KDE desktop search: Kat, Strigi and Tenor

Desktop searching has become a hot topic (some earlier blogs), now that years of data accumulated on ones hard disk: PDFs, documents, Latex manuscripts, old Java source code, digitized music, and a lot of chemical files. Well, on my hard disk that is. Unlike piles of paper, a computer could search this data, but due to the size an index is required. What's KDE4 going to offer?

For the KDE desktop Kat has for more than a year offered this, and latter Kerry came along as frontend to Beagle, though this does not have the nice integration with KDE kfile plugins. Since then, Kat developed has come to a stop (unfortunately), and attempts to reach the main author (Roberto) have been unsuccesfull. Last thing happening was a rewrite of the database backend.

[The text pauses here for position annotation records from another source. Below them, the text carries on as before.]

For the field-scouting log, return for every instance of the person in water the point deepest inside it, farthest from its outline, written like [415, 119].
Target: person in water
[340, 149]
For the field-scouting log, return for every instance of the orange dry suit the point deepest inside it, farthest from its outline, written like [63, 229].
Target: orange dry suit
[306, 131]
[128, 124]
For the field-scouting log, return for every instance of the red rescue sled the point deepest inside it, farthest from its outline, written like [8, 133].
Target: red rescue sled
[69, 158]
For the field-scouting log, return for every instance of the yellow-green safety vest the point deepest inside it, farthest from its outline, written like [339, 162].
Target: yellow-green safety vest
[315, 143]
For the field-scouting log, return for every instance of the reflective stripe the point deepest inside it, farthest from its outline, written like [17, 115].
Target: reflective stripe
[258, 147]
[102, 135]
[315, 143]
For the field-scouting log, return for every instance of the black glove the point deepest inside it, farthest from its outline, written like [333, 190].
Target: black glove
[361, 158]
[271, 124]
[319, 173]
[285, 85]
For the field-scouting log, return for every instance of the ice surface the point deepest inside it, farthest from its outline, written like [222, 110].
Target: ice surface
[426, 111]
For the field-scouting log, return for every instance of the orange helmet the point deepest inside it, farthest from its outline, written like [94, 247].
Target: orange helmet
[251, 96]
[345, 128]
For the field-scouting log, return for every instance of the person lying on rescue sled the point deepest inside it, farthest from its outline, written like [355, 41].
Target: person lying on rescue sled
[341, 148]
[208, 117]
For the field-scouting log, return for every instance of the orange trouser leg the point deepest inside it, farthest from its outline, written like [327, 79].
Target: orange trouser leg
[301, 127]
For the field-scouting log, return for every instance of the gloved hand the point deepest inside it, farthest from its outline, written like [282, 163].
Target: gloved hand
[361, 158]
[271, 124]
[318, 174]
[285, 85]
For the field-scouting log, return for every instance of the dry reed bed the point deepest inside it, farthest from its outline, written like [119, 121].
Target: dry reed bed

Additionally, Scott Wheeler proposed Tenor on FOSDEM 2005: "KDE 4: Beyond Hierarchical Data, The Desktop as a Searchable Web of Context". A semantic desktop; potentially cool, but I have heard little from it lately, except for some rumours that Scott has some actual code at home.

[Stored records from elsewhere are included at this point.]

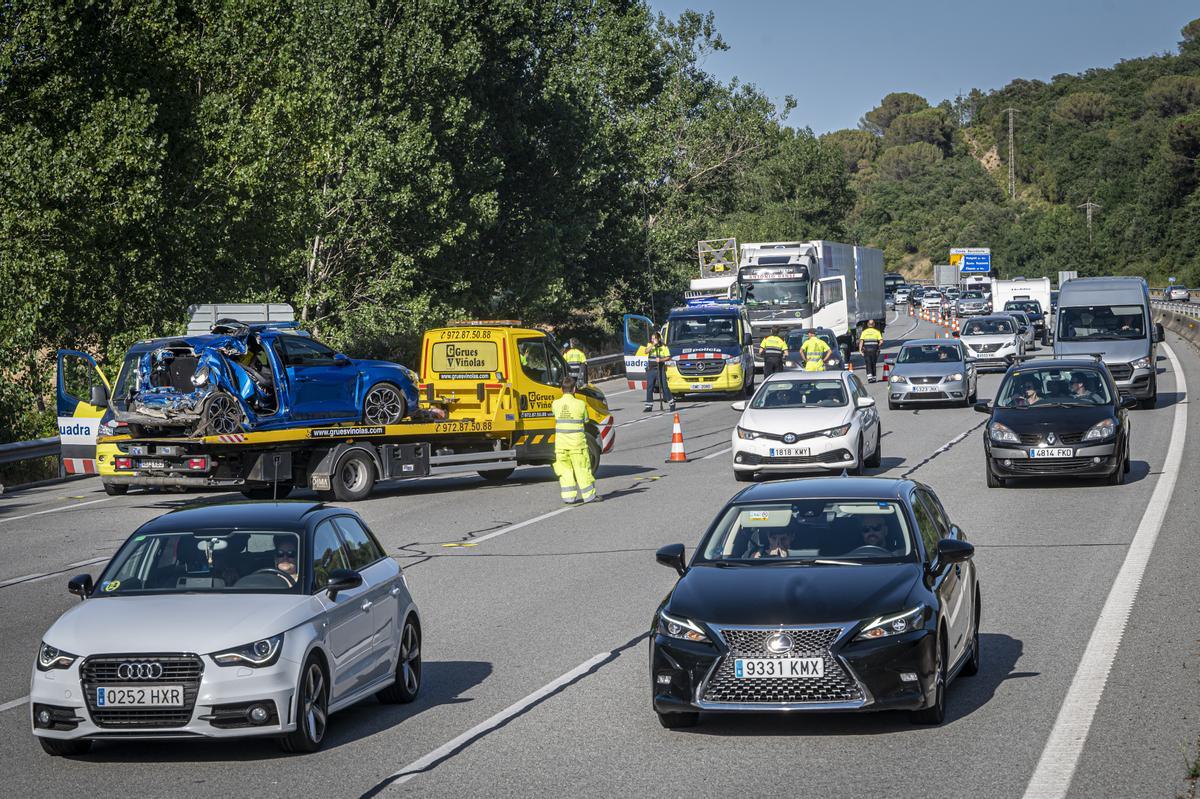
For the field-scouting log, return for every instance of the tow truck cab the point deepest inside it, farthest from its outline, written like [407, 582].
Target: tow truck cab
[711, 347]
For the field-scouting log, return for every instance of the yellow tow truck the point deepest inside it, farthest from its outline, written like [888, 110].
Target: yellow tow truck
[486, 391]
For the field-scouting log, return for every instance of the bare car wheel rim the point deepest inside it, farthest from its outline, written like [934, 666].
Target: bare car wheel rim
[225, 415]
[383, 406]
[411, 659]
[315, 703]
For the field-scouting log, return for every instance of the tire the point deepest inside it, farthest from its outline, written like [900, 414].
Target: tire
[408, 667]
[994, 480]
[354, 478]
[935, 714]
[384, 404]
[279, 491]
[312, 709]
[221, 415]
[57, 748]
[678, 720]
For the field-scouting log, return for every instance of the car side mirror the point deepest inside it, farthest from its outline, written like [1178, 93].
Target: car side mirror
[81, 586]
[342, 580]
[671, 556]
[99, 396]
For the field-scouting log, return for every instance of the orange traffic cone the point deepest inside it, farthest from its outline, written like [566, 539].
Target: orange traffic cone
[677, 454]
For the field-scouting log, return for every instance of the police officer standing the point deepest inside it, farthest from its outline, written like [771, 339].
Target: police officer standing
[869, 343]
[657, 353]
[815, 353]
[573, 464]
[576, 361]
[773, 349]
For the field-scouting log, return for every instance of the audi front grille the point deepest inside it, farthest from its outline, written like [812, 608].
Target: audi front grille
[177, 670]
[835, 686]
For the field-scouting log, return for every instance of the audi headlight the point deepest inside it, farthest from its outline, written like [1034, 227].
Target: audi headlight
[51, 658]
[1101, 431]
[835, 432]
[256, 655]
[679, 628]
[1000, 432]
[894, 624]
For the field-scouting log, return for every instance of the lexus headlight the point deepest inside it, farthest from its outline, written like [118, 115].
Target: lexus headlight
[835, 432]
[679, 628]
[49, 658]
[256, 655]
[1101, 431]
[894, 624]
[1000, 432]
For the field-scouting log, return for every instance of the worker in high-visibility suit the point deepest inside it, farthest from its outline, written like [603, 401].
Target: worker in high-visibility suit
[573, 463]
[815, 353]
[870, 341]
[773, 349]
[576, 361]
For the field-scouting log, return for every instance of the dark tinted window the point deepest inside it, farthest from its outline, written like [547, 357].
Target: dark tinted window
[360, 545]
[327, 554]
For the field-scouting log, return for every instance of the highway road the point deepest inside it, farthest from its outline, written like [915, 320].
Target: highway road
[537, 616]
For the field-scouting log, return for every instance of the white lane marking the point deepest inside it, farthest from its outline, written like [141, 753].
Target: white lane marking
[418, 767]
[510, 528]
[15, 703]
[1056, 767]
[54, 510]
[43, 575]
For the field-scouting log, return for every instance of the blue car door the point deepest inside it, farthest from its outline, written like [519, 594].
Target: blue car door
[322, 388]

Now, Strigi (download) has come along, with a fast indexing engine, just the thing where
the Kat developed seemed to have stopped. The design is different from that of Kat, but it does not seem unlikely that Kat code can be ported. No support for PDF or documents yet, but that's really the easy part, and kfile is on its way.

Getting back to Tenor, one might wonder how Strigi could implement Tenor concepts. A simple approach is at least to allow users to tag files, just like we have become used to with blogs (e.g. and websites (e.g. Connotea). This could be easily implemented using extended attributes (xattr), already used by Beagle:

# file: home/egonw/1CRN.jpg
user.Tenor.Comment="Used in my ontologies presentation."

Obviously, this example shows not just these tags, but a user comment too. The idea, here, is that Strigi mines these attributes in addition to the file itself, so that search on tags can be done too. BTW, my argument to use this, instead of putting these things in the Strigi database itself, is persistence: data and metadata are kept together. KDE's file properties dialog would be extended with an extra tab that allows editing these fields.

Strigi itself can be embedded in KDE applications to search specific information (e.g. search molecular data within Kalzium using the InChI), and even in the FileOpen dialog. We need patches for KDE4 that allows this, soon.